One continuous and one integer variable under two linear constraints. The LP relaxation would take y = 3.5; integrality bites and the true optimum is x=14, y=0:

milp.py
from ortools.math_opt.python import mathopt
from quicopt import Client

# A tiny mixed-integer model: one continuous and one integer variable.
model = mathopt.Model(name="milp")
x = model.add_variable(lb=0.0, name="x")
y = model.add_integer_variable(lb=0.0, ub=10.0, name="y")
model.add_linear_constraint(x + 2 * y <= 14)
model.add_linear_constraint(3 * x - y >= 0)
model.maximize(3 * x + 4 * y)

client = Client("https://try.quicoptapi.pgi.fz-juelich.de")
result = client.solve(model)
print(result.display)
$ python milp.py
├── status:     optimal
├── feasible:   true
├── objective:  42.0
├── x:          x=14, y=0  (2 variables)
└── solve_time: 0.0041 s

MILP at a realistic shape — facility location

4 candidate facilities serving 8 customers — 4 binary open/close decisions plus 32 continuous shipping quantities, 36 variables in total. The interesting part is the coupling: a facility may only ship if it is opened, expressed through its capacity constraint sum(ship) <= capacity * open:

facility.py
"""Capacitated facility location as a MILP.

Decisions:
  - y[f] (binary):      is facility f opened?
  - x[f][c] (continuous): quantity shipped from facility f to customer c

Objective: minimize fixed costs of opened facilities + transport costs.
Constraints:
  - every customer's demand must be met exactly
  - a facility may not ship more than its capacity
  - only opened facilities may ship (coupled through the capacity constraint)
"""
from ortools.math_opt.python import mathopt
from quicopt import Client

# --- Deterministic problem instance ---------------------------------------
F = 4   # facilities
C = 8   # customers          ->  F + F*C = 4 + 32 = 36 variables

fixed_cost = [100.0, 120.0, 90.0, 150.0]        # opening cost per facility
capacity   = [60.0, 80.0, 50.0, 100.0]          # capacity per facility
demand     = [10.0, 15.0, 8.0, 12.0, 20.0, 9.0, 14.0, 11.0]   # demand per customer

# Transport cost facility->customer, generated deterministically
trans = [[4.0 + ((f * 7 + c * 3) % 11) for c in range(C)] for f in range(F)]
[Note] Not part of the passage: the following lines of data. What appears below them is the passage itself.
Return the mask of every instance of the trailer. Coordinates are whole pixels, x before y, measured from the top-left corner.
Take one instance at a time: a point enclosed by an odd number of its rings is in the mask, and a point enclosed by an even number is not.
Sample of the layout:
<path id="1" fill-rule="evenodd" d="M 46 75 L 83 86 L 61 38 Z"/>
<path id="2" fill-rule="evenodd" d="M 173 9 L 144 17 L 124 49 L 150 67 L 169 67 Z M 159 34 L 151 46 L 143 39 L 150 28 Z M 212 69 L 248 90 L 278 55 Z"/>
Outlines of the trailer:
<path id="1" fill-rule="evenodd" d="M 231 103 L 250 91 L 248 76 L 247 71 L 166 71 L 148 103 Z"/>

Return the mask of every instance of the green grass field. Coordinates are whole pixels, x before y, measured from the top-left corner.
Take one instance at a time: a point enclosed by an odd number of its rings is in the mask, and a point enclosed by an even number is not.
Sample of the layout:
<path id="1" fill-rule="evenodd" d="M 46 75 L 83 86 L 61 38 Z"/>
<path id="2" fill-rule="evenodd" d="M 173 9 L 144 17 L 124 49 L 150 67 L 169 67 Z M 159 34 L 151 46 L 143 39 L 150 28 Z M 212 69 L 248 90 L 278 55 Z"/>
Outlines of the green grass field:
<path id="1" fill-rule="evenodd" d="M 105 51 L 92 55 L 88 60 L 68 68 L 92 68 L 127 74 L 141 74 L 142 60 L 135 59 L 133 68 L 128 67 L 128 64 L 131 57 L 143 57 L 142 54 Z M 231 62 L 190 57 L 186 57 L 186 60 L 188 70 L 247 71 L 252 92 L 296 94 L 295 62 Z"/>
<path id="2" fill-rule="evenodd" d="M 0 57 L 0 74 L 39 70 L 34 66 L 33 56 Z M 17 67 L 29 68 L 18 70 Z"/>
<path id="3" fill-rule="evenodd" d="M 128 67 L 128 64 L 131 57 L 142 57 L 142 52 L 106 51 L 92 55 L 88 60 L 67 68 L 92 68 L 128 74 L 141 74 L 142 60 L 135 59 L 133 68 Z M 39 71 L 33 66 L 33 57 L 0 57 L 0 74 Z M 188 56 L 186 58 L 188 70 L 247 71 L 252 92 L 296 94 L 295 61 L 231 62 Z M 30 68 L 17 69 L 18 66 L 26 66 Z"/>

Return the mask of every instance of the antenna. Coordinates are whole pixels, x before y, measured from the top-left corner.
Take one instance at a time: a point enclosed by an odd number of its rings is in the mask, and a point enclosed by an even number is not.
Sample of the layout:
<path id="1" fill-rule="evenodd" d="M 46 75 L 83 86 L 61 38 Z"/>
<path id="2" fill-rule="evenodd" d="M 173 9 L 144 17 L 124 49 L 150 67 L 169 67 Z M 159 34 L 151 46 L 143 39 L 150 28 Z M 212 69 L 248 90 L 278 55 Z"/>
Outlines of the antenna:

assert sum(capacity) >= sum(demand), "total capacity does not cover demand"

# --- Model -----------------------------------------------------------------
model = mathopt.Model(name="facility_location")

y = [model.add_binary_variable(name=f"open_{f}") for f in range(F)]
x = [[model.add_variable(lb=0.0, name=f"ship_{f}_{c}") for c in range(C)] for f in range(F)]

# Every customer is served exactly
for c in range(C):
    model.add_linear_constraint(sum(x[f][c] for f in range(F)) == demand[c])

# Capacity + coupling: only opened facilities ship
for f in range(F):
    model.add_linear_constraint(sum(x[f][c] for c in range(C)) <= capacity[f] * y[f])

# Objective: fixed costs + transport costs
model.minimize(
    sum(fixed_cost[f] * y[f] for f in range(F))
    + sum(trans[f][c] * x[f][c] for f in range(F) for c in range(C))
)

client = Client("https://try.quicoptapi.pgi.fz-juelich.de")
result = client.solve(model)
print(result.display)
$ python facility.py
├── status:     optimal
├── feasible:   true
├── objective:  863.0
├── x:          open_0=1, open_1=1, open_2=1, open_3=0, ship_0_0=10, ship_0_1=15, …  (36 variables)
└── solve_time: 0.0762 s

QUBO — quadratic binary optimization

Binary variables, a quadratic objective, no constraints. QUBOs are solved heuristically over several shots — the status comes back heuristic and feasible is n/a (there are no constraints to satisfy):

qubo.py
from ortools.math_opt.python import mathopt
from quicopt import Client

# A QUBO: 4 binary variables, a quadratic objective, no constraints.
model = mathopt.Model(name="qubo")
x = [model.add_binary_variable(name=f"x{i}") for i in range(4)]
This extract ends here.